2D calculation method based on composite beam theory for the determination of local homogenised stiffnesses of long bones

A calculation method using the finite element technique is presented. Its main objective was to determine strains, stresses and more particularly stiffnesses in any cross section of a tibia, thus enabling the localisation of tibial torsion in vivo. Each tibial cross section was considered to be a non-uniform cross section of a composite beam with arbitrary orientation of fibres. The determination of stresses, strains and stiffnesses within a composite beam cross section has been defined by solving a variational problem. The validation of this method was performed on a tibial diaphysis of which each cross section was assumed to be the cross section of a composite beam made of orthotropic materials with orthotropic axes of any orientation with respect to the principal axis of the bone.
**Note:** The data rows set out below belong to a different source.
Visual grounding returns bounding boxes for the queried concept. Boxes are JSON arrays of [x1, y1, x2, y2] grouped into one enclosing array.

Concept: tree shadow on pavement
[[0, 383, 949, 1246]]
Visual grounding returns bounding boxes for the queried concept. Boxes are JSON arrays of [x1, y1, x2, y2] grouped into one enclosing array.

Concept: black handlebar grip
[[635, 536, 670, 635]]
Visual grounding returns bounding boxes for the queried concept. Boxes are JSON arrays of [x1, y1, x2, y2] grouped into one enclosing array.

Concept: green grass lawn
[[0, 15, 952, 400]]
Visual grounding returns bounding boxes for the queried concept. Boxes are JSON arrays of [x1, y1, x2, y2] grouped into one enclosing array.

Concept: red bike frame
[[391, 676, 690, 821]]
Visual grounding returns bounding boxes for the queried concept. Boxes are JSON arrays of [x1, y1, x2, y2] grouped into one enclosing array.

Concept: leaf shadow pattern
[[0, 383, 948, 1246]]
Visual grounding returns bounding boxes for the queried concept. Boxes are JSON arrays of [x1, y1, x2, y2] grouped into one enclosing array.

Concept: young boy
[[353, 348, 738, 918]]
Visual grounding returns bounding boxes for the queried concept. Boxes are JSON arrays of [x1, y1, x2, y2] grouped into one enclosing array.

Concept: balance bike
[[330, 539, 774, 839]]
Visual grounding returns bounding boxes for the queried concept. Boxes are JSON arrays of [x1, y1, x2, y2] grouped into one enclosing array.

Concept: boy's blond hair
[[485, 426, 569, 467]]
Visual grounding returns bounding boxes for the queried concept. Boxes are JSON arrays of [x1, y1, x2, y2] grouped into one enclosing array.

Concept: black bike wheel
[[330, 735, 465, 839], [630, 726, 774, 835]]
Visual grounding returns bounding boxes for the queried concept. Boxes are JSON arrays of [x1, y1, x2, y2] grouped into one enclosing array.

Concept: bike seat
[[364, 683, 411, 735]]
The comparison of the results, from our model and that of a three-dimensional one, was performed on each nodal value (strains, stresses) of the meshed cross section as it was impossible to obtain local stiffnesses by experimentation. The good agreement between the results has validated our finite element program. Actually, this method has enabled to treat directly 2D geometric reconstructions from CT scan images with a good accuracy to determine locally the homogenised mechanical characteristics of human tibia in vivo, and particularly to quantify torsional tibial abnormalities of children without approximation of the shape of the cross section and by calculating the real moment of inertia J. The importance of the fibre orientation with regards to the stiffness values has been emphasised. This 2D method has also allowed to reduce CPU time of the 3D modelling and calculation.